Vorhin bei Franziska Gerstenbergs Buchpremiere auf diese neuartige popkulturelle Referenz gestoßen. Gleich im ersten Absatz. Ein Paar mit offensichtlich sexuellen Absichten trifft sich, die Frau stellt ihre Handtasche ab und sagt: Warum liegt hier überhaupt Stroh rum? Das Paar lacht über den Witz.
Wer bei diesem Satz an dieses Filmchen gedacht hat, konnte bei der Lesung mitlachen. Das waren etwa 10 Prozent. Wann kursierte der Filmausschnitt im Netz? Vor drei oder vier Jahren? Sind es schon fünf? Die Bedeutung dieser Referenz und wie sie popkulturell neben Beatles-Zitaten oder Plattencover-Beschreibungen einzuordnen ist, diese Zuordnung auf einen bestimmten, flüchtigen Zeitabschnitt, Internethits gehen doch in wenigen, kurzen Wellen durch das Netz, gehn sie nicht?
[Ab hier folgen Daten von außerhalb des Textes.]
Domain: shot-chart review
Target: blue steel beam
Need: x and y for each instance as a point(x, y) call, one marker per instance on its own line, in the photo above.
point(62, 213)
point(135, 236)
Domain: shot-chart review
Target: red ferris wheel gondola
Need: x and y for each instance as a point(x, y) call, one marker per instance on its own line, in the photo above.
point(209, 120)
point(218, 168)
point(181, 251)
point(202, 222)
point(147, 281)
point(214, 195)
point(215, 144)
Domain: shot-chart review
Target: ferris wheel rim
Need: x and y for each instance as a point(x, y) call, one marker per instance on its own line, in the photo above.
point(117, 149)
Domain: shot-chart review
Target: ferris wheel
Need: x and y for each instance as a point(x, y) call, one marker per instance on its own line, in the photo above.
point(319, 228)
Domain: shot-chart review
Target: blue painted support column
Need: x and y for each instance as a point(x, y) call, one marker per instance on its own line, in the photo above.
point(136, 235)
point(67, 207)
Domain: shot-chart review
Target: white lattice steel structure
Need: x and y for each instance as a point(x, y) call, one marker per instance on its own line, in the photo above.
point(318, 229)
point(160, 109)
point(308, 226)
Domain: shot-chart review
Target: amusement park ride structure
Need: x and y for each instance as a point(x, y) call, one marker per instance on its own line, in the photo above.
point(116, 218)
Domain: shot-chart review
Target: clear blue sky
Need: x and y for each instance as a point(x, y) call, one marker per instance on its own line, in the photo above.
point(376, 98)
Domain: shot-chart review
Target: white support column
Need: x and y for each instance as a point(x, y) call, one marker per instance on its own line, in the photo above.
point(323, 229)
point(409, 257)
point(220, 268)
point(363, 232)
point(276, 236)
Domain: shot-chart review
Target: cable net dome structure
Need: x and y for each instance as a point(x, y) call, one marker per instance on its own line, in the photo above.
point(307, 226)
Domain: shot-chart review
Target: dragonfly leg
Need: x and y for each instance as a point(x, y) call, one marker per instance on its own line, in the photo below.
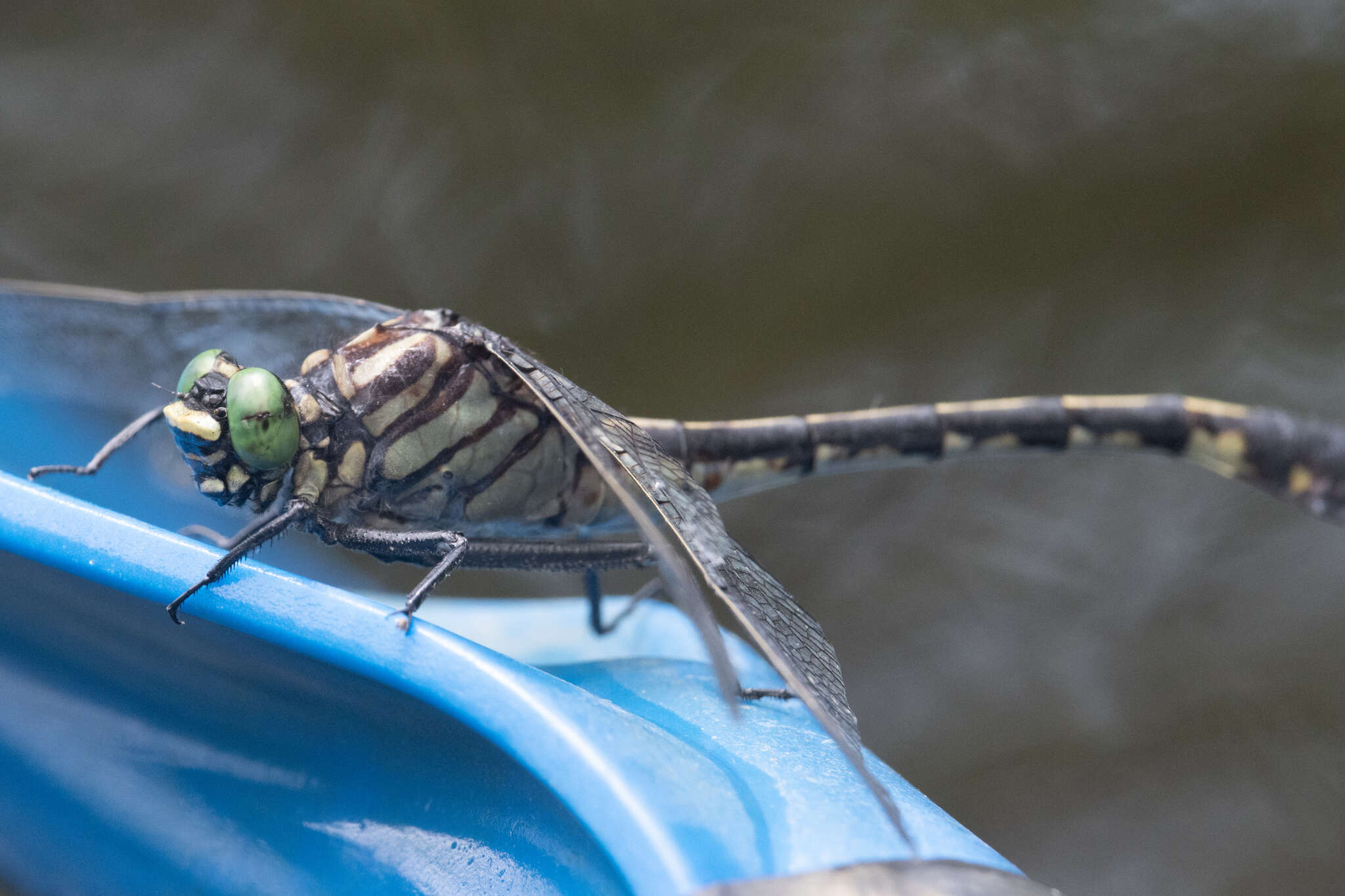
point(294, 512)
point(774, 694)
point(105, 452)
point(595, 595)
point(210, 536)
point(229, 542)
point(444, 550)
Was, wenn man diese Welle verpasst (was offenbar den meisten passiert ist, zu alt vielleicht, zu jung, vielleicht das Internet ausgeschaltet gehabt?), was ist mit denen, die erst ein Jahr später geboren wurden, stoßen die noch auf so ein Filmchen? Wird das wiederbelebt? Gibt es vielleicht eine neue Welle? Was, wenn das Buch ein Klassiker wird, wie liest man diese Referenz?
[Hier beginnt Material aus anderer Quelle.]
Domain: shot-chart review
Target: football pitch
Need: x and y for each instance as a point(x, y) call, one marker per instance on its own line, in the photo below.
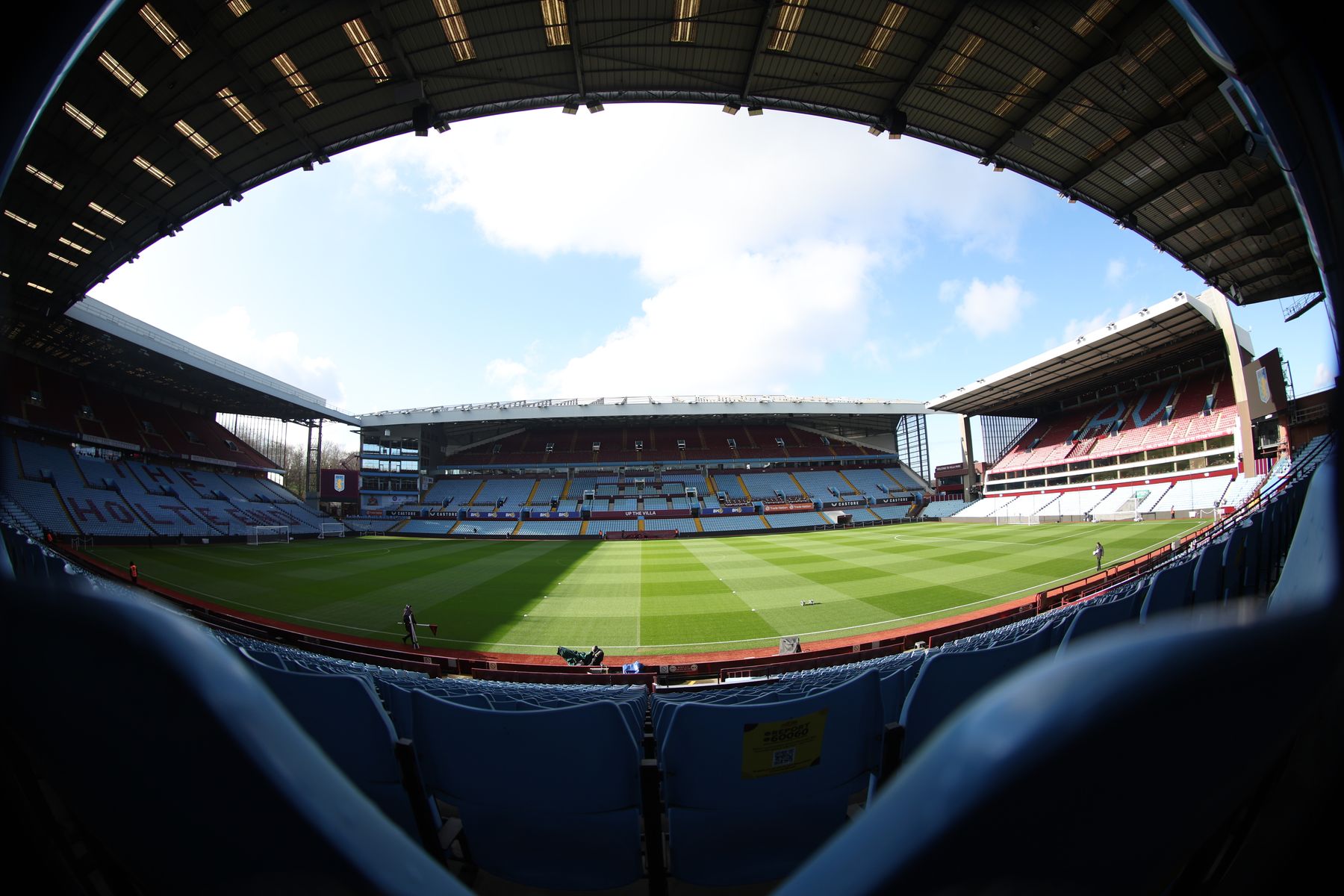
point(644, 598)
Weiß nicht. Hat mich ungemein beeindruckt. Hätte ich stundenlang darüber nachdenken können (im Kreis).
Ist doch ganz ähnlich mit jedem Thomas Mann oder sonst vielschichtigen Buch – Ulysses meinetwegen. Ohne Vorwissen in alle möglichen Richtungen ist kein Verstehen möglich. Nur ist es da vll nicht so offensichtlich. Vielleicht ist das die große Kunst – Bezüge so zu verstecken, dass sie dem Nichteingeweihten nidht einmal auffallen.
Sicherlich. Die möglichen Referenzen, die Du ansprichst hängen meist aber mit Bildung zusammen, oder meinetwegen einer sozialen Schicht. Das interessante an „Stroh“ oder ähnlichen Internetphänomenen (Keks, alter Keks) ist aber die zeitliche Komponente, dass es einen kurzen zeitlichen Abschnitt gab, den man nicht verpasst haben durfte, da er vermutlich nicht wiederkommt.
Was, wenn das Buch ein Klassiker wird, wie liest man diese Referenz?
Naja, wenn das Buch ein Klassiker wird, dann gibt es bestimmt eine ordentliche Edition mit einem Anhang voller kluger Anmerkungen und Erklärungen. Trotzdem besteht natürlich das Risiko, dass die Anspielung auf das Filmchen (das im Übrigen auch an mir vorüberging) bis dahin nicht mehr präsent ist. Dann werden sich künftige Literaturwissenschaftler womöglich erbitterte Dispute liefern zu der Frage, ob es sich bei dem Satz mit dem „…überall Stroh rum“ um eine Product-Placement-Botschaft für Hochprozentiges aus Österreich handelt oder nicht. Im Internet ist halt nichts so alt wie der Keks von gestern…
Das Interessante daran finde ich ja gerade, dass auch Bildung eine Frage der Interpretation ist. Irgendjemand hat einmal beschlossen, dass nun also bestimmte Dinge Weltliteratur seien und andere nicht. Die meisten Leute lesen sie trotzdem nicht – und vielleicht verschwindet sie auch irgendwann in der Vergessenheit, ebenso wie die genannten Internetfilmchen. Oder die Filme werden Allgemeingut. Oder. Interessant, tatsächlich.
Wahrscheinlich off-topic, aber kennen Sie schon die Geschichte hinter diesem Dialog?
Der Produzent dieses Filmes wollte unbedingt einen bestimmten Darsteller, dieser wiederum wollte sich nicht von seiner Maske treffen. Obwohl einige Pornodialoge denkbar sind, die gerade aufgrund eines maskentragenden Mannes in sich schlüssig sind, hat der Produzent für seinen Film eine andere Lösung gewählt: „wenn wir das schon machen, dann machen wir richtig Trash“.
Warum hast’n Du ne Maske auf?
Fragmente: die wunderbare Banalisierung.
Wir werden alle noch unsere 15 Sekunden Ruhm haben.
unwichtig und unsexy. du wirst alt, mek.
Wichtig war mir nie wichtig, aber unsexy nimmst du sofort zurück.